Um alto banqueiro central adverte que a fusão acelerada das criptomoedas com as finanças tradicionais pode desencadear turbulência nos mercados, prejudicar a confiança nos bancos e comprometer o controle sobre os sistemas monetários soberanos.
Cripto Pode Erodir a Confiança Pública no Crédito, Adverte Banco Central

Banqueiro Central Adverte: Cripto Mal-Entendido Pode Desencadear Queda de Mercado
O Governador do Banco da Itália, Fabio Panetta, que fez parte do Conselho Executivo do Banco Central Europeu (BCE) de 2020 a 2023, emitiu uma forte advertência sobre a crescente influência dos cripto ativos durante suas considerações finais na apresentação do Relatório Anual 2024 do banco em Roma, em 30 de maio.
Abordando a acelerada integração entre ativos digitais e instituições financeiras tradicionais, Panetta declarou: “A ligação entre o mundo dos cripto-ativos e o sistema financeiro está se tornando cada vez mais forte a nível internacional.” Ele citou a crescente colaboração entre bancos e empresas de cripto, as participações de bitcoin por grandes empresas dos EUA, e a presença de fundos negociados em bolsa (ETFs) focados em bitcoin como evidências de laços crescentes que podem aumentar a exposição sistêmica.
Panetta deixou claro que esses desenvolvimentos não vêm sem consequências: “Esses desenvolvimentos têm implicações para o risco.” Ele expressou preocupação particular sobre o impacto reputacional para bancos que se envolvem em serviços relacionados a cripto, afirmando: “Os riscos que surgem deste setor precisarão ser monitorados cuidadosamente, especialmente os riscos reputacionais ligados à provisão de cripto-ativos por bancos.” O banqueiro central acrescentou:
Existe uma preocupação de que os detentores de cripto-ativos possam não entender totalmente sua natureza e os confundam com produtos bancários tradicionais, com repercussões potencialmente negativas para a confiança no sistema de crédito caso ocorram perdas.

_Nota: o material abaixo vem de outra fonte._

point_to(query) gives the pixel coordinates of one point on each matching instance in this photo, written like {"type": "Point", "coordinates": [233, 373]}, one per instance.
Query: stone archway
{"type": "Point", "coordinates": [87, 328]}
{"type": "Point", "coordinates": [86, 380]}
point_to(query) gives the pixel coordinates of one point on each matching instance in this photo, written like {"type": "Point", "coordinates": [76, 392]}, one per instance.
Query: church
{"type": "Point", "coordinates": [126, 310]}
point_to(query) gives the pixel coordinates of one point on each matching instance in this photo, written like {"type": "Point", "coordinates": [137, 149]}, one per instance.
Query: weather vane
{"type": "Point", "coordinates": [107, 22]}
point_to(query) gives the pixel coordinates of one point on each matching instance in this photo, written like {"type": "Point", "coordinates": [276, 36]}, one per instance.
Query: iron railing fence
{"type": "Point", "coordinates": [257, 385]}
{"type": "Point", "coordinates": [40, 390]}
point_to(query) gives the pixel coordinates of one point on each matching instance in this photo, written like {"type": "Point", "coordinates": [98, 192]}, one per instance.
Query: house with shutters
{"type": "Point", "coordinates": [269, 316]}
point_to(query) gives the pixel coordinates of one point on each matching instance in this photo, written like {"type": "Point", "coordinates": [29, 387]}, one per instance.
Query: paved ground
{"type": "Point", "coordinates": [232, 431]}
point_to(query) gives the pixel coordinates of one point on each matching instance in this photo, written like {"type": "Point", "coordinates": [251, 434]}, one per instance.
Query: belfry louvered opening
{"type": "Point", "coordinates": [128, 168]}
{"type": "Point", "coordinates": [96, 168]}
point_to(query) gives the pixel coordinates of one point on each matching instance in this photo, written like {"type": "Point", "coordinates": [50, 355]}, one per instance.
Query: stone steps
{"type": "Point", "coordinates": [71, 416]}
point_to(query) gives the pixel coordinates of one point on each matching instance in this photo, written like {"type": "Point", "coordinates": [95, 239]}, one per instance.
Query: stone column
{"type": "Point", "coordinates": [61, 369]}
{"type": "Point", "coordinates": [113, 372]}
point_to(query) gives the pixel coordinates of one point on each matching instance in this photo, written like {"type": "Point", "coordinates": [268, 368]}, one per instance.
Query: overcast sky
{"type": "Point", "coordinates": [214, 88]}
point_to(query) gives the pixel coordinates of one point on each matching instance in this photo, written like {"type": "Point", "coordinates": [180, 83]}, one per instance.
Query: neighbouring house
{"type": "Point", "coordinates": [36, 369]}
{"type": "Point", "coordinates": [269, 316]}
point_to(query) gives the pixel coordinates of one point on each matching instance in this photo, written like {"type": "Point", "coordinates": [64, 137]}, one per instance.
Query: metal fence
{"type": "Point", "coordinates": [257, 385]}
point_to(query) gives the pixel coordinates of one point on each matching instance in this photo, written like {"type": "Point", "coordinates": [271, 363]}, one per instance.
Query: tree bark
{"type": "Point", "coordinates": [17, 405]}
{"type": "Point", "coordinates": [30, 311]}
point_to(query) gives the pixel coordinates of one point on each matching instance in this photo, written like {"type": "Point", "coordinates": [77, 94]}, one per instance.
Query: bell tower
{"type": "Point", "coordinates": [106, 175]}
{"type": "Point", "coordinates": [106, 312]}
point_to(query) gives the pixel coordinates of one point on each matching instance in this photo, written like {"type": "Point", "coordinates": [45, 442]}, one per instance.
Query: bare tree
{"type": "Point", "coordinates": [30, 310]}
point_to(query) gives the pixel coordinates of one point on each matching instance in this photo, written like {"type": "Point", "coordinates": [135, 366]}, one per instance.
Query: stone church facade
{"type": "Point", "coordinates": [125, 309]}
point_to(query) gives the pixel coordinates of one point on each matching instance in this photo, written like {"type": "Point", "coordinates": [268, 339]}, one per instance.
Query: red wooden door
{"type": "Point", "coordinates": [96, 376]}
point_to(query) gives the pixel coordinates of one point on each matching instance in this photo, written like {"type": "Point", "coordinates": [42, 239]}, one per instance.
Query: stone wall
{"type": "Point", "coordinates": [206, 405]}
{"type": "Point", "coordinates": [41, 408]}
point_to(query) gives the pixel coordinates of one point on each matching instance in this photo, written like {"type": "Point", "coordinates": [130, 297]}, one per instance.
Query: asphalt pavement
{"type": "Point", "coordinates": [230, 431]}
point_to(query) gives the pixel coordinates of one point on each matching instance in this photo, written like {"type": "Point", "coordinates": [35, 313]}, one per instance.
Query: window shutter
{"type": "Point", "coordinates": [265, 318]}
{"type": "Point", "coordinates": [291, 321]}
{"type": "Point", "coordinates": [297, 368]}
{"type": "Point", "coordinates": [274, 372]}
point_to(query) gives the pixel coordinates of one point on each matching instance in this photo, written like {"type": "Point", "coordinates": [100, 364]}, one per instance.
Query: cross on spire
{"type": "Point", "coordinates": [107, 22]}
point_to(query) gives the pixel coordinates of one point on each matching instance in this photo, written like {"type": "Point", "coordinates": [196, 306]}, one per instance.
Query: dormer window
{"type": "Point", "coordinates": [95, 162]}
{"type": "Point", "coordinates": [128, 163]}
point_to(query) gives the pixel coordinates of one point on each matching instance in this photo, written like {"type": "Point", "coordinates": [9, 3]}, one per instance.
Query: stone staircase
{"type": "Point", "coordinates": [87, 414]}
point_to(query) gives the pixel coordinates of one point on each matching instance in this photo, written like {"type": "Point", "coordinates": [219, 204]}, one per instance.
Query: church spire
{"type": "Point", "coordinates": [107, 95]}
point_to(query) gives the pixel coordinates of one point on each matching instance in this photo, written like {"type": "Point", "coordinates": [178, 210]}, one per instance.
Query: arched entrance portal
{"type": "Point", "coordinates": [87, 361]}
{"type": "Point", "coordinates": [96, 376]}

Ele também alertou que as stablecoins, se promovidas por grandes plataformas tecnológicas, poderiam sobrecarregar os sistemas de pagamento domésticos, ameaçando a soberania monetária e a proteção dos dados pessoais.
Apesar de delinear esses perigos, Panetta argumentou que a inovação deve ser acompanhada por soluções igualmente adaptativas. Ele descartou a noção de que apenas as regulamentações seriam suficientes para conduzir o setor cripto de maneira segura, afirmando:
Mas seria um erro pensar que a evolução dos cripto-ativos pode ser controlada apenas através de regras e restrições.
“O que é necessário é uma resposta que corresponda à transformação tecnológica em andamento, capaz de atender à demanda por instrumentos de pagamento digital seguros, eficientes e acessíveis, mantendo o papel do dinheiro dos bancos centrais. O projeto do euro digital surge precisamente dessa necessidade,” disse ele. O governador do Banco da Itália concluiu que, embora o Regulamento dos Mercados de Cripto-Ativos da União Europeia (MiCAR) forneça salvaguardas críticas, uma maior coordenação internacional permanece necessária para prevenir lacunas regulatórias e falhas transfronteiriças.